NCT number NCT04874974
Other study ID # 21-0025
Secondary ID
Status Completed
Phase N/A
First received
Last updated
Start date May 10, 2021
Est. completion date September 23, 2023

Study information

Verified date October 2023
Source Max-Planck-Institute of Psychiatry
Contact n/a
Is FDA regulated No
Health authority
Study type Interventional

Clinical Trial Summary

The purpose of this single-arm feasibility study is to develop and pilot test a novel process-based and modular group therapy approach for patients with acute psychotic symptoms in an inpatient setting.


Description:

Due to the enormous economic and social costs of psychotic-spectrum disorders, increasing the effectiveness of treatment options has become an important subject for psychiatric research. Latest findings in the field of psychotherapy for psychosis show some promising results for so-called Process-based Therapies (PBT) such as the Metacognitive Training (MCT) and Acceptance and Commitment Therapy (ACT) (Barnicot et al., 2020). Instead of trying to change the content of psychotic symptoms such as hallucinations and delusions, PBT directly address cognitive processes, which have been found to maintain the disorder's symptomatology (Hayes et al., 2020).
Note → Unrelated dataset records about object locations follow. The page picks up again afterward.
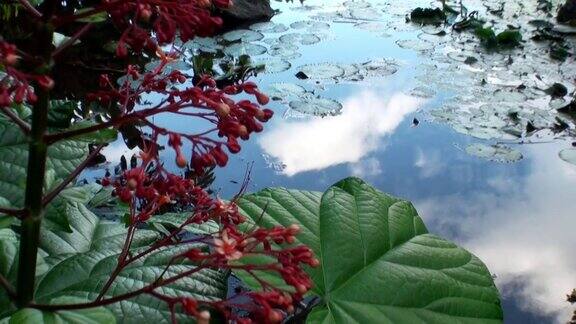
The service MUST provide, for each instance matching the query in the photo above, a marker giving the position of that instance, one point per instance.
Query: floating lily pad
(356, 4)
(283, 90)
(496, 153)
(269, 27)
(568, 155)
(310, 25)
(297, 38)
(243, 35)
(203, 44)
(322, 71)
(315, 106)
(273, 65)
(415, 44)
(378, 68)
(364, 14)
(250, 49)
While MCT focusses on changing patients' cognitive biases by inducing metacognition (Moritz & Woodward, 2007), ACT works with psychological processes such as mindfulness, willingness and cognitive distancing (Gaudiano & Herbert, 2006). There is a growing study base for PBT in a psychotic outpatient setting, research in non-ambulatory settings though is rare (Barnicot et al., 2020). Therefore, the aim of the current study is to develop and test the feasibility and safety of a new process-based group therapy program for acute psychotic patients. The five-week treatment approach will consist of three different modules combining interventions from both MCT and ACT (Module I: Psychoeducation, Module II: Metacognition, Module III: Cognitive Defusion). First preliminary effectiveness and process measures (PANSS, BPRS, WHO-DAS, CGI, BCIS and CFQ) will also be included in order to inform the design of future research. Thus, the study will give valuables insights in the feasibility and effectiveness of an innovative psychotherapy approach and breaks new ground in the field of psychotherapy research for psychosis.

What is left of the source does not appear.